Wednesday, August 26, 2015
San Antonio Missions National Historical Park
The San Antonio Missions National Historical Park was established in 1978 by the United States Congress. The Park includes four of San Antonio’s Spanish Colonial-era Missions as well as associated dams, acequias and other irrigation resources, agricultural fields or labores, and recorded prehistoric and colonial period sites within the 475-acre park boundaries. The missions within the National Park include Mission Nuestra Señora de la Purísma Concepción de Acuña, Mission San José y San Miguel de Aguayo, Mission San Juan Capistrano, and Mission San Francisco de la Espada. Mission San Antonio de Valero (the Alamo) was specifically excluded from the park boundaries as it is owned by the State of Texas and administered by the Daughters of the Republic of Texas (Ivey and Thurber 1983).
The missions’ designation as a national park was in part a recognition of the national significance of the mission system as well as a means to ensure their continued protection and preservation through federal funding and National Park Service oversight. The entire park and associated resources, including 86 structures specifically associated with the missions and 21 archeological and historical sites representing more than 260 years of regional history, were listed in the National Register of Historic Places in 1983 (Ivey and Thurber 1983).
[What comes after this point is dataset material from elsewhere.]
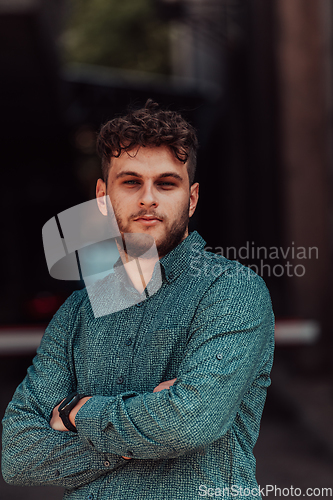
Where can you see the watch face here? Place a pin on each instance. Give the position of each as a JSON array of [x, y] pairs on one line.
[[69, 403]]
The Park Service continues to administer the park at present, and access to the associated missions is free to the public. For additional information about the history of the missions and associated resources, as well as information about accessing the individual missions, visit the National Park Service website.
Ivey, James E. and Marlys Bush Thurber (National Park Service, San Antonio Missions National Historical Park)
1983 - National Register of Historic Places Inventory – Nomination form for Federal Properties, “San Antonio National Historical Park,” Copy on file at the Texas Historical Commission, Austin, Texas.